After this first most unfortunate proof which Dr. Schulte has brought forward, he tries a second, which is not a bit better. Accordingly he says: 'Just so has it been declared in express words by Pius IX. on the occasion of the condemnation of a book: "Finally, not to mention other errors, he rises to such a pitch of audacity and impiety[1] as with indescribable perversion to assert 'that the Roman Pontiffs and Ecumenical Councils have overstepped the limits of their power, assumed for themselves the rights of princes, and have even erred in matters of faith and morals.'"'[2] Here I should like to ask, in sober earnest, whether any one ever before Dr.

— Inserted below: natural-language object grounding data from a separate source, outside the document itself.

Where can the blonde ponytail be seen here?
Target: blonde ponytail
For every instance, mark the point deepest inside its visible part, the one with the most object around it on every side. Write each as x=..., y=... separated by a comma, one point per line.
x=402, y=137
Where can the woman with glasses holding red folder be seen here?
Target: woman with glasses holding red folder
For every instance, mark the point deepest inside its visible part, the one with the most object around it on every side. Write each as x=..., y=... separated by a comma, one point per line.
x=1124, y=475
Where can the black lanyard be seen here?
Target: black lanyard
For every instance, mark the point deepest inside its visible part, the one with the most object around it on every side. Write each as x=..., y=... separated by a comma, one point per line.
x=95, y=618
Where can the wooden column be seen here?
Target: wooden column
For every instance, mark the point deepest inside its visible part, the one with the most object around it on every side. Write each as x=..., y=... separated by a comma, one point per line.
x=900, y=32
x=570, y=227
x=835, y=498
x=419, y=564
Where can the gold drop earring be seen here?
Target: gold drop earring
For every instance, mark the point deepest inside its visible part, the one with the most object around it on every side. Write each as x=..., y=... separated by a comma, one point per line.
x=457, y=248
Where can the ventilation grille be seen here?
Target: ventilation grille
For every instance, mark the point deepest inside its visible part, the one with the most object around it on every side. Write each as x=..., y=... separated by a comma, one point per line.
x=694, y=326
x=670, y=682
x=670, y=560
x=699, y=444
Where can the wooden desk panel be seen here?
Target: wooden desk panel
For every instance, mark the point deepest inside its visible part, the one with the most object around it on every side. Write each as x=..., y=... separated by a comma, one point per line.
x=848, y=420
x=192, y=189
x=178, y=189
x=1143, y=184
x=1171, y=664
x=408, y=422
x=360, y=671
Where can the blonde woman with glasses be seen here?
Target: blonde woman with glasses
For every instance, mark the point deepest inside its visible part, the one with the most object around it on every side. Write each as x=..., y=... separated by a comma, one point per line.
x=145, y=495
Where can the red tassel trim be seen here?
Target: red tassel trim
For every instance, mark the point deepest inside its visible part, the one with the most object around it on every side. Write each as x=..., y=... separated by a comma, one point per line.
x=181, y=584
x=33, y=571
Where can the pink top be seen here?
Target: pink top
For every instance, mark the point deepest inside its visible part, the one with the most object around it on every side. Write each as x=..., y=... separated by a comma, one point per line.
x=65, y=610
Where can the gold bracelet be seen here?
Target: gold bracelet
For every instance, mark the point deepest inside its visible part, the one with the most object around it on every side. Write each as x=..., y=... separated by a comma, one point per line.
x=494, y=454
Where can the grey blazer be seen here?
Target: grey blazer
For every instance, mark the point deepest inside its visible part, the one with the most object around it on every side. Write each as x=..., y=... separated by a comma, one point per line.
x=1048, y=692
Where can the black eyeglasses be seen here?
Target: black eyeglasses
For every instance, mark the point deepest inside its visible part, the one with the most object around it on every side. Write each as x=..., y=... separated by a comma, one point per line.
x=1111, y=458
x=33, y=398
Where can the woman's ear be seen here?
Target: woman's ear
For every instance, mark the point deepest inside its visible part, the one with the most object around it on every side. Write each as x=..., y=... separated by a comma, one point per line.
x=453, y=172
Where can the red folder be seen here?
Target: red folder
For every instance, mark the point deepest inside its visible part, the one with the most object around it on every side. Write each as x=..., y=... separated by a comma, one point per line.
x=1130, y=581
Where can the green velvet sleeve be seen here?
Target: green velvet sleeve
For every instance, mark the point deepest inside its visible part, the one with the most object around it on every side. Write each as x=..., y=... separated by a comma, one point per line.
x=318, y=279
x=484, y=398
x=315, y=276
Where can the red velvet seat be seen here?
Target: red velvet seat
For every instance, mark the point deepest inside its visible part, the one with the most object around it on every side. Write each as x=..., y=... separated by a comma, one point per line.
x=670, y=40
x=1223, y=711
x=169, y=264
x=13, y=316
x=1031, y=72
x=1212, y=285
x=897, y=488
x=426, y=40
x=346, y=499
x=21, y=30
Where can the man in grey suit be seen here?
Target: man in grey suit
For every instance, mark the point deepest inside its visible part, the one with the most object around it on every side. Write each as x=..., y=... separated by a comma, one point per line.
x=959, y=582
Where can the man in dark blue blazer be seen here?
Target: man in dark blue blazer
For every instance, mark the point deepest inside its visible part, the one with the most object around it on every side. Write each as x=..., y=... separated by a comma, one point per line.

Schulte took it into his head to assert that dogmatic infallible definitions (utterances

  1. The German word 'Gottlosigkeit,' which is rendered above by 'impiety,' is an imperfect translation of the Latin 'impietas' (so also is our English word 'impiety.'—Tr.) The words 'pius,' 'impius,' 'pietas,' and 'impietas,' all designate a certain stale of mind towards God as well as a state of mind towards parents, and 'impietas' is here used in this latter sense, inasmuch as the Pope is regarded as the 'pastor omnium Christianorum' in the sentence quoted from the Brief in question.
  2. See Brief Multiplices inter, June 10, 1851.